Um den 14. April kommen besonders viele Besucher

1973 wurde am Rand des Gräberfelds ein Denkmal errichtet, eine mannshohe Arbeit von Lutz Liß aus der Steinmetz-PGH Beelitz. „Dem Gedenken der Opfer des Bombenangriffs vom 14. April 1945“, lautet der umlaufende Spruch unter stilisierten Flammen und Mauersteinen. Der Granit ist leicht verwittert, wird aber, ebenso wie die Grabsteine, jährlich gereinigt. Gerade ältere Angehörige zeigen sich oft dankbar, dass die Anlage so gut gepflegt wird, sagt Butzmann.

In den Tagen um den 14. April kommen besonders viele Besucher. Sie bringen Blumen mit, manche legen Kieselsteine auf die Gräber. „Natürlich weiß ich, wo die Gedenkstätte ist, da laufe ich immer vorbei“, sagt eine Friedhofsbesucherin.
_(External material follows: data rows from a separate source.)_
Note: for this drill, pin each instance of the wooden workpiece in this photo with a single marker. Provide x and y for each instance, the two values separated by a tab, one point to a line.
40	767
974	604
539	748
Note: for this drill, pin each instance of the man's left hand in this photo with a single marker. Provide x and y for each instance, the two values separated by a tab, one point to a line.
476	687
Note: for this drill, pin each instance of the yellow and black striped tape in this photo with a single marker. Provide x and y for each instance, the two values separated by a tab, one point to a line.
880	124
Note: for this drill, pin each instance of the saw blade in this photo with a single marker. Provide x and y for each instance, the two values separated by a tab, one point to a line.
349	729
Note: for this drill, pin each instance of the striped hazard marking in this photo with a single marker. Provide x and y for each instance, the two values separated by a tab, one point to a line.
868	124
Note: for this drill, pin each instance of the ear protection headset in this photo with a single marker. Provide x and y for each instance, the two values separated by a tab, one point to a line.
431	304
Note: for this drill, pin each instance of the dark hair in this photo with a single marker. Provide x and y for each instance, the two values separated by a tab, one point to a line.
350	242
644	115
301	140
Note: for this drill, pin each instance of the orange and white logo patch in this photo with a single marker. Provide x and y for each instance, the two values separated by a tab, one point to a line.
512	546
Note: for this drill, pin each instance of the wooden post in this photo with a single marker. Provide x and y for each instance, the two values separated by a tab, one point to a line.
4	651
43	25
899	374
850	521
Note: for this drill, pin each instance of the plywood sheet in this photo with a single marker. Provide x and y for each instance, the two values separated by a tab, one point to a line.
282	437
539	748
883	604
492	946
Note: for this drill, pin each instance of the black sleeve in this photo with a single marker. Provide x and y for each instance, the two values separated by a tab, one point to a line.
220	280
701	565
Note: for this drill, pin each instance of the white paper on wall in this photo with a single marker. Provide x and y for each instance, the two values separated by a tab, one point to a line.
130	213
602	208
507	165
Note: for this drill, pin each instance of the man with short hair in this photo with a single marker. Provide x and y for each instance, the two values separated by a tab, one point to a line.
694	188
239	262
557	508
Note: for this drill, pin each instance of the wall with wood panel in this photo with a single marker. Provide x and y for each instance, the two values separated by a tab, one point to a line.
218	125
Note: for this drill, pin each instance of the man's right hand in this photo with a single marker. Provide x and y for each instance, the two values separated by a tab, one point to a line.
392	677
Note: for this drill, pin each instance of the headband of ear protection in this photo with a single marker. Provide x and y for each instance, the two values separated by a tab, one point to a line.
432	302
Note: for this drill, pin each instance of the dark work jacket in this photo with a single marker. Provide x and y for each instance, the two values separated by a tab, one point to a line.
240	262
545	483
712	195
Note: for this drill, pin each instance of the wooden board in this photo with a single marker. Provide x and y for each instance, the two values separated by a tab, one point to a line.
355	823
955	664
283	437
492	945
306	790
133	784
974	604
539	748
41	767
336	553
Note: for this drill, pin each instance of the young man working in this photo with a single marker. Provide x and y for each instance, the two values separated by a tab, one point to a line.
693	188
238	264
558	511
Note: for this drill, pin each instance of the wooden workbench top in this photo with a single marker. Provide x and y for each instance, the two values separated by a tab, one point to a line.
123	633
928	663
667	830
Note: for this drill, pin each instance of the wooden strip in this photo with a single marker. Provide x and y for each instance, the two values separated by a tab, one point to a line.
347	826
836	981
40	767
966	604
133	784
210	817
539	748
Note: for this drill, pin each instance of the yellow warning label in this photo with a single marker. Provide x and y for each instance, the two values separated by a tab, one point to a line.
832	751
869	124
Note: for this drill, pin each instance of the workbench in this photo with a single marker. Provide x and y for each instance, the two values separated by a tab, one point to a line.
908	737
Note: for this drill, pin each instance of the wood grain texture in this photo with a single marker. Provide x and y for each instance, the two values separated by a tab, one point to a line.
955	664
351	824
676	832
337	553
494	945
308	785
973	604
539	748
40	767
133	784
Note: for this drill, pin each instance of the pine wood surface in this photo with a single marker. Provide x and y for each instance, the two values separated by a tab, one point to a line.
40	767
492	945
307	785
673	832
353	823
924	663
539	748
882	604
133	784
Jetzt im Frühling ist das Gelände fast einladend für Spaziergänger, die vielleicht gerade den Kletterpark oder Wissenschaftspark besucht haben. Durch die südwestliche Pforte kann man den Friedhof vom Telegrafenberg aus betreten und an Potsdams Geschichte vorbeilaufen.

Dieser Artikel erschien bereits in einer Sonderausgabe zur Nacht von Potsdam am 11. April 2015.